Thursday, July 15, 2021

EU COURT OF JUSTICE - EMPLOYERS CAN BAN HEADSCARF

 Filenews 15 July 2021



A particularly important decision was made today by the Court of Justice of the European Union as it held that employers can ask their workers not to wear a Muslim headscarf or other prominent symbol of political, philosophical or religious beliefs in their workplace.

The EU's highest court, in response to questions referred by the Hamburg Labour Disputes Tribunal and the Federal Labour Dispute Tribunal in Germany, ruled that this was not discriminatory but justified by the employer's need to present a neutral image vis-à-vis customers or to prevent social confrontations. However, that justification must meet the employer's real need and, in the context of reconciling the rights and interests at issue, national courts may take into account the specific context of each Member State and in particular the more favourable national provisions on the protection of religious freedom.

This is an important European court decision on a particularly sensitive issue, such as the Muslim headscarf, which concerns public opinion in many EU Member States.

The history of the scarf

IX and MJ, who work for German companies as a special educator and sales consultant and cashier, respectively, began wearing a Muslim headscarf at their workplace.

IX's employer, WABE, considering that the use of a Muslim headscarf was incompatible with its policy of philosophical, religious and political neutrality vis-à-vis parents, children and third parties, asked the employee to remove the headscarf and, following her refusal, temporarily suspended her employment relationship, sending her corresponding written observations. MJ's employer, MH Müller Handels GmbH ('MH'), after the worker refused to remove the headscarf at work, assigned her another job during which she could continue to wear it and then, after removing MJ from her duties, instructed her to appear at the workplace without ostentatious and large symbols of any policies , philosophical or religious beliefs.

IX brought an action before the Arbeitsgericht Hamburg (Hamburg Labour Court, Germany), seeking that WABE be required to withdraw from its personal file the written observations relating to the use of a Muslim headscarf. MJ brought an action before the national courts seeking recognition of the invalidity of the order given to it by MH, as well as compensation. Following MJ's vindication by the courts of the substance, MH appealed to the Bundesarbeitsgericht (Federal Labour Dispute Tribunal, Germany).

In that context, the two applicant courts decided to refer questions to the Court of Justice of the EU for a preliminary ruling on the interpretation of Directive 2000/78. They asked the Court to clarify, inter alia, whether an internal rule of an undertaking prohibiting workers from bearing any obvious symbol of policies, philosophical or religious beliefs in the workplace, recommends, in respect of workers who comply with specific dress rules on the basis of religious requirements, direct or indirect discrimination on grounds of religion or belief, under what conditions any difference in indirect treatment on grounds of religion or belief resulting from that rule may be justified and what are the elements to be taken into account in checking the appropriateness of that difference in treatment.

The Luxembourg Court recalls its case-law according to which such a rule does not directly discriminate, since it covers without distinction any manifestation of those beliefs and treats in the same way all employees of the undertaking by imposing on them, in general and without distinction, a neutral skin by excluding such symbols. The Court considers that that conclusion is not called into question by the fact that certain workers comply with religious requirements imposing a particular dress. Although a rule such as that may certainly be particularly unpleasant for those workers, that fact is irrelevant to the finding that that rule, which expresses a policy of neutrality of the undertaking, does not, in principle, introduce a difference in treatment between workers on the basis of a criterion which is unrelated to religion or belief.
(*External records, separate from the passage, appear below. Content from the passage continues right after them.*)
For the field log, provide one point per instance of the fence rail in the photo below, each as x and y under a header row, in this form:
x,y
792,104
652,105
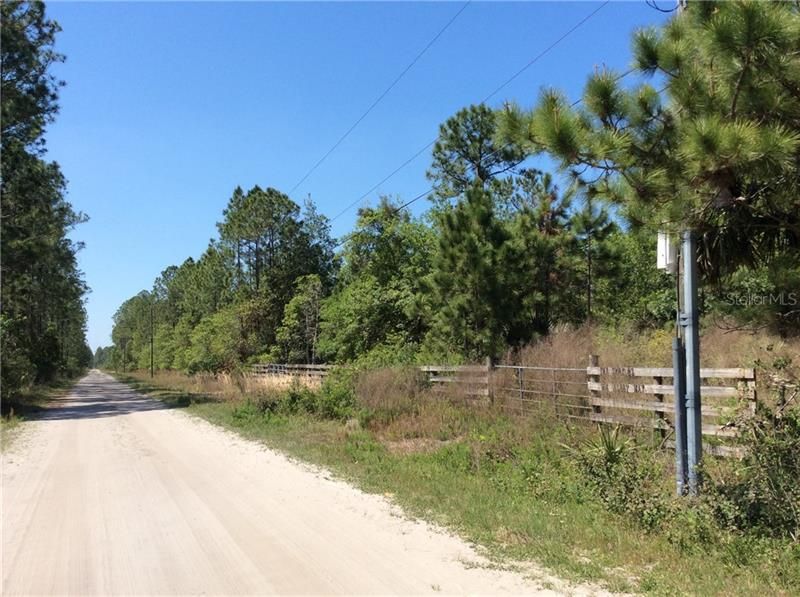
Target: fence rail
x,y
630,396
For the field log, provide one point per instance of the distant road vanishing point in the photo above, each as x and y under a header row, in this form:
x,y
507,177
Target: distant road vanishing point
x,y
112,493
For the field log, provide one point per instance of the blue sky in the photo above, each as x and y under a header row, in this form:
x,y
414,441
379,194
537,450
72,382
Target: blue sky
x,y
169,106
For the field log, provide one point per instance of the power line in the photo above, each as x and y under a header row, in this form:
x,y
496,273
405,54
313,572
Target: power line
x,y
380,97
533,61
544,52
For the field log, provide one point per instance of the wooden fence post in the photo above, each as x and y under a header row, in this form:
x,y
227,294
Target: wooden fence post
x,y
751,393
489,388
660,415
594,361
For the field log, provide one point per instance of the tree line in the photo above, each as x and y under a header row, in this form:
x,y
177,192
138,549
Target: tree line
x,y
506,251
43,319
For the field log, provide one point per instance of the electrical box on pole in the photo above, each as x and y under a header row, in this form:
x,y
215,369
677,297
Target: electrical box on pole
x,y
666,253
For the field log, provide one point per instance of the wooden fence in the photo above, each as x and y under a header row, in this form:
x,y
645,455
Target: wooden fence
x,y
632,396
309,374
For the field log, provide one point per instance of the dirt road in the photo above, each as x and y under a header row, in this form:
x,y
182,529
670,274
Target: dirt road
x,y
112,493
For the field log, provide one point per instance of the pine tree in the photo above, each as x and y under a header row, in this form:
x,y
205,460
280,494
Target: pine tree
x,y
717,150
43,318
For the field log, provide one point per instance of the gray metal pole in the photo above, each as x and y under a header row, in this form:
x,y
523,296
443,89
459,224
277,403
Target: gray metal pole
x,y
679,383
152,368
694,425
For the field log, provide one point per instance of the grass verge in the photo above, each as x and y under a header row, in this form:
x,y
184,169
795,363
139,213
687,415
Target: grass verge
x,y
510,486
26,404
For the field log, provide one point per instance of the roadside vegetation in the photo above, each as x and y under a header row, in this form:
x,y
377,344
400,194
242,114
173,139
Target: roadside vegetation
x,y
542,219
702,134
43,319
26,403
588,504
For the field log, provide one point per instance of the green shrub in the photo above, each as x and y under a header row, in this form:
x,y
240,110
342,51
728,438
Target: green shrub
x,y
762,492
626,479
336,398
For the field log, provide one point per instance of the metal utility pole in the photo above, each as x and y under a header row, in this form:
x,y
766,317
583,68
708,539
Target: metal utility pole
x,y
679,384
152,369
689,322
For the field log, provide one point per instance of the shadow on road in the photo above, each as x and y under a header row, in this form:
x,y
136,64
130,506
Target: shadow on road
x,y
97,396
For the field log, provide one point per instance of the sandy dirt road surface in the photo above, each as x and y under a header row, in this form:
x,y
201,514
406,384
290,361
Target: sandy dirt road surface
x,y
111,493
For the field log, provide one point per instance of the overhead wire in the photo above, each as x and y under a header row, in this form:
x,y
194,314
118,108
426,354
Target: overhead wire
x,y
380,97
503,85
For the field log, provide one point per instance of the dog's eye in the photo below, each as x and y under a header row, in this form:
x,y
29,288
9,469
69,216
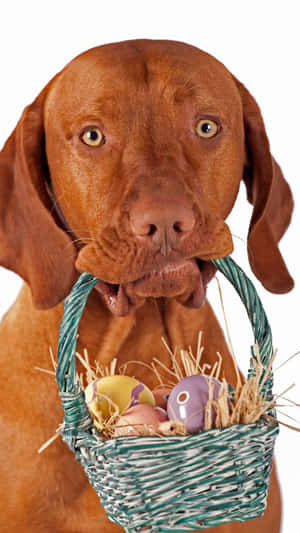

In the present case, the rule at issue appeared to apply in general and indiscriminately, since the employer concerned asked an employee to remove the cross she was wearing around her neck and she complied. The Court concludes that, in those circumstances, a rule such as that at issue in the main proceedings does not constitute, in respect of workers who comply with specific dress rules on the basis of religious requirements, direct discrimination on grounds of religion or belief.

The Court of Justice of the EU also points out that, first of all, the employer's willingness to maintain a policy of philosophical, religious or political neutrality in relations with its customers may be a legitimate objective. However, the Court states that the mere will of the employer is not in itself sufficient to objectively justify the difference in treatment which is implicitly based on religion or belief, since, in order to accept that the justification is objective, there must be a genuine need of the employer. The crucial elements for determining such a need are in particular the rights and legitimate expectations of customers or recipients of services and, in particular, as regards education, the desire of parents to surround their children by persons who do not manifest their religion or beliefs when they come into contact with children.

In order to assess whether there is a real need, it is of particular importance whether the employer demonstrates that, in the absence of such a neutral attitude, his business freedom would be affected, in so far as, taking into account the nature of his activities or the context in which they form part, there would be adverse consequences.